Concetti Chiave
- Nella cultura greca classica, l'uomo è definito principalmente attraverso la partecipazione alla vita politica e militare, riservata agli uomini adulti.
- La cittadinanza greca era limitata e variava tra polis oligarchiche e democratiche, ma non includeva mai donne, schiavi o stranieri.
- Aristotele, nella sua "Politica", sostiene la subalternità delle donne basandosi su una presunta inferiorità razionale rispetto agli uomini.
- Le donne, secondo Aristotele, avevano un ruolo limitato alla famiglia, con capacità razionali ridotte e subordinate agli uomini.
- Nella procreazione, Aristotele attribuisce alla donna un ruolo passivo, considerandola materia su cui l'uomo imprime la forma.
Indice
La definizione di Anthropos
Chi è Anthropos?
L'immagine che la cultura greca offre dell'uomo sarebbe incompleta se non ci soffermassimo anche su estensioni e limiti della nozione di dnthropos, affrontando i temi della differenza sessuale e del rapporto tra greci e barbari oltre che tra liberi e schiavi.
La centralità della politica greca
La società greca classica aveva nella dimensione pubblica e politica il suo fondamentale punto di coesione, come ci suggerisce la definizione aristotelica dell'uomo come «animale politico». Alla centralità della politica, corrispose per tutta l'età classica una sostanziale marginalizzazione delle rimanenti sfere della vita collettiva, innanzitutto quelle «private» della famiglia e dell'economia. Uomo a tutti gli effetti era soltanto chi, partecipando effettivamente alla vita politica e avendo un ruolo nella difesa militare della città, aveva pieno accesso alla cittadinanza; questa poteva essere più o meno inclusiva, secondo il carattere oligarchico o democratico della costituzione di ogni singola polis, ma non giunse mai, neppure nella democrazia ateniese, a comprendere altri se non gli abitanti maschi adulti. Viceversa, la non ammissione all'assemblea e al servizio militare si traduceva in una posizione sociale subalterna e comportava anche un giudizio di inferiorità umana riguardante i soggetti esclusi.
La subalternità della donna secondo Aristotele
La teorizzazione più significativa della subalternità della donna è quella elaborata Aristotele nella Politica. La supposta inferiorità femminile trova qui giustificazione in base alla dottrina delle facoltà dell'anima.

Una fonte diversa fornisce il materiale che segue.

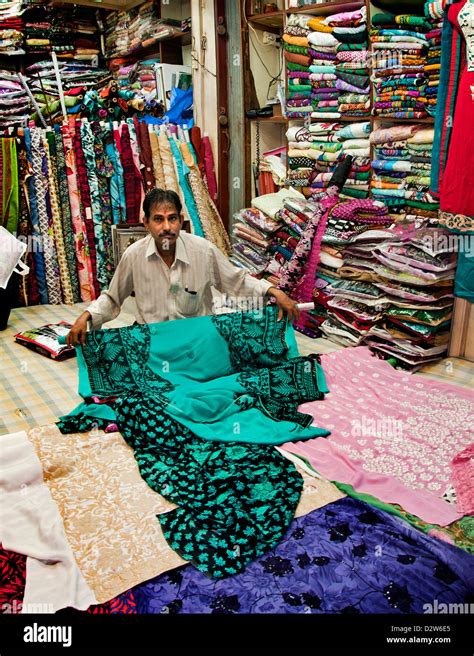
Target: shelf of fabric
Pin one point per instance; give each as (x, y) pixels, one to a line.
(269, 119)
(327, 8)
(271, 21)
(387, 119)
(170, 43)
(116, 5)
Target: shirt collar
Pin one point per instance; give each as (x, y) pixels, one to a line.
(181, 253)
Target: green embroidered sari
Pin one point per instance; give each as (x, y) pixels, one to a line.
(201, 402)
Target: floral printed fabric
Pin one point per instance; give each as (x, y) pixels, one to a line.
(235, 501)
(80, 236)
(344, 558)
(398, 446)
(202, 429)
(12, 589)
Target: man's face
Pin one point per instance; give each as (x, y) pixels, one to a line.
(164, 224)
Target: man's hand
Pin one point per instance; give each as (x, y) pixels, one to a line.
(77, 334)
(285, 304)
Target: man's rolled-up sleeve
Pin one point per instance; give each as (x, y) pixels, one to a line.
(109, 303)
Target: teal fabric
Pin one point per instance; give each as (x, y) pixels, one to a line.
(190, 203)
(464, 280)
(202, 402)
(234, 377)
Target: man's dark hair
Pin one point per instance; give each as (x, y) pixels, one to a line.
(159, 197)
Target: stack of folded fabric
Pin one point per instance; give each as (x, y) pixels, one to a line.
(434, 14)
(344, 283)
(354, 139)
(251, 237)
(76, 78)
(314, 151)
(401, 169)
(14, 103)
(11, 29)
(416, 277)
(116, 33)
(296, 49)
(352, 62)
(142, 27)
(37, 34)
(68, 33)
(400, 45)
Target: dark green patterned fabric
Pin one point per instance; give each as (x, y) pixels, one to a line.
(235, 501)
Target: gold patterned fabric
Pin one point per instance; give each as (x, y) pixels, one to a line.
(157, 163)
(210, 218)
(66, 287)
(109, 512)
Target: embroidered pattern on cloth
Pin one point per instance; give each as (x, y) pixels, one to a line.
(327, 563)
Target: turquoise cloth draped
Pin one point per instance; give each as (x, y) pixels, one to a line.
(234, 377)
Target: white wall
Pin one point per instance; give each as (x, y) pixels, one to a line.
(204, 83)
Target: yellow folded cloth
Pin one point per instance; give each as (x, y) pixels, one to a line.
(318, 25)
(296, 40)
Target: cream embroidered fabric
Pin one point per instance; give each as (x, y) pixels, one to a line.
(109, 512)
(30, 524)
(466, 23)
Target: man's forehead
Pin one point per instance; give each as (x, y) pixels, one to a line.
(163, 208)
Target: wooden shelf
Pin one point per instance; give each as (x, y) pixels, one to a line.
(268, 119)
(140, 52)
(271, 21)
(387, 119)
(327, 8)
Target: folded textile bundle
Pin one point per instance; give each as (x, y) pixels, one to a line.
(315, 150)
(434, 13)
(11, 33)
(138, 28)
(326, 77)
(76, 78)
(394, 294)
(14, 102)
(252, 231)
(71, 33)
(401, 169)
(401, 44)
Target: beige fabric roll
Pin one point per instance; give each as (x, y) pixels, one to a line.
(30, 524)
(109, 512)
(157, 163)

Dopo aver chiarito che la funzione della donna nella famiglia è quella, imposta dalla differenza sessuale, di cooperare con il maschio ai fini della procreazione e della cura dei figli e della casa, Aristotele osserva che se l'uomo si distingue dagli animali per il possesso della facoltà razionale, la donna si distingue a sua volta dall'uomo maschio perché dotata di una razionalità solo parziale e, per così dire "dimezzata". La ragione e la competenza linguistica della donna sarebbero ristrette e limitate alla capacità di comprendere e obbedire agli ordini del capo famiglia.
Anche nell'ambito della procreazione, alla donna è assegnato da Aristotele un ruolo secondario. Nel concepimento, la madre interviene infatti come materia, cui il padre imprime il suggello della propria forma.
Domande da interrogazione
- Qual è il ruolo dell'uomo nella società greca classica secondo Aristotele?
- Come viene giustificata la subalternità della donna nella teorizzazione aristotelica?
- Qual è il ruolo della donna nella procreazione secondo Aristotele?
Nella società greca classica, l'uomo era considerato un "animale politico" e aveva un ruolo centrale nella vita pubblica e politica. Solo chi partecipava attivamente alla vita politica e alla difesa militare della città aveva pieno accesso alla cittadinanza.
Aristotele giustifica la subalternità della donna basandosi sulla dottrina delle facoltà dell'anima, sostenendo che la donna possiede una razionalità parziale e limitata, destinata a comprendere e obbedire agli ordini del capo famiglia.
Secondo Aristotele, nella procreazione, la donna ha un ruolo secondario, intervenendo come materia su cui il padre imprime la propria forma, sottolineando così la sua posizione subordinata.